Fabric remnants that are recycled for furnishings and clothing are believed to ward off evil and store memories, as the textiles expert Catherine Legrand explains in “Patchwork: A World Tour” (Thames & Hudson, $50, 208 pp.).
Pieced-together bedding has demonstrated thriftiness, whether for contemporary Japanese householders enveloping futons in plaid fragments, or Gilded Age wives making coverlets out of golden silk ribbons from their husbands’ cigar packages. Cloth stars and helping hands are stitched onto appliqué hats in both Benin and Vietnam. And Dutch survivors of Nazi persecution have fashioned “liberation skirts” out of bits of fabric owned by lost loved ones.
In “Uncrating the Japanese House: Junzo Yoshimura, Antonin and Noémi Raymond and George Nakashima” (August Editions/Japan America Society of Greater Philadelphia, $45, 160 pp.), the scholars Yuka Yokoyama, William Whitaker and Ken Tadashi Oshima and the photographer Elizabeth Felicella give readers a look inside one portable building’s precedents, journeys and influence.
In the 1950s, Japanese officials paid handsomely to export a teahouse for display in the courtyard of the Museum of Modern Art. The goal for this venture was cultural diplomacy. With movable paper walls, a wraparound veranda and curved roof planes covered in cypress bark, it drew hundreds of thousands of visitors and then was shipped westward to Fairmount Park in Philadelphia.
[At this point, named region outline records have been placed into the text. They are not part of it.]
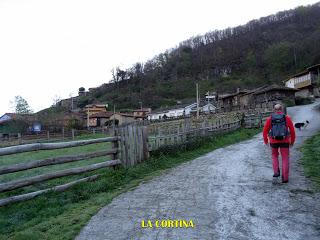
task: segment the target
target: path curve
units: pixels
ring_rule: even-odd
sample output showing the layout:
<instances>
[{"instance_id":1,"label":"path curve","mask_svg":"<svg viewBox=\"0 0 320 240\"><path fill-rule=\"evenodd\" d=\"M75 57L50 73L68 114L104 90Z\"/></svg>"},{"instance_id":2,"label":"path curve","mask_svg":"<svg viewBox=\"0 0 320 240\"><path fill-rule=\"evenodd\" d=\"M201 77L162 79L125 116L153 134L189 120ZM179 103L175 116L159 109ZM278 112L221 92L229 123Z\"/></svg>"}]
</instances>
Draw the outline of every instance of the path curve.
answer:
<instances>
[{"instance_id":1,"label":"path curve","mask_svg":"<svg viewBox=\"0 0 320 240\"><path fill-rule=\"evenodd\" d=\"M262 135L217 149L119 195L76 239L320 239L320 194L298 164L297 147L320 129L316 104L289 108L309 120L291 150L290 182L271 184ZM142 220L191 219L194 228L141 228Z\"/></svg>"}]
</instances>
The MoMA attraction’s architect, Mr. Yoshimura, had worked in the United States before World War II and befriended American designers and architects living in Japan, including Mr. Nakashima and the Raymonds. In wartime, the Raymonds settled in New Hope, Penn., and rescued the Nakashima family from the Minidoka internment camp in rural Idaho. The two families built adjacent compounds in New Hope that were inspired by Japanese design, which have been preserved. But the prewar teahouse that Mr. Yoshimura and the Raymonds installed at a Japanese institute’s headquarters at Rockefeller Center was dismantled in 1942 and has vanished.
Elizabeth Tunstall, the dean of the design faculty at OCAD University in Toronto, gives step-by-step instructions for reducing bigotry’s impact on the built environment in “Decolonizing Design: A Cultural Justice Guidebook” (MIT Press, $22.95, 136 pp.).
She describes her own visceral reactions to signs of racism, such as documentation of 17th-century Virginia colonists’ crippling legal restrictions on nonwhite people, and the thousands of unmarked graves of Indigenous children at North American residential schools.
She widely encounters forms of design that suggest “I don’t belong,” she writes, such as eyeglasses unfitted to the bridge of her nose and “medical adhesives not in my flesh color.” At OCAD and elsewhere, she has campaigned to broaden faculty hiring practices and inspire more objects that, she writes, “transmit liberatory joy to the body and community.”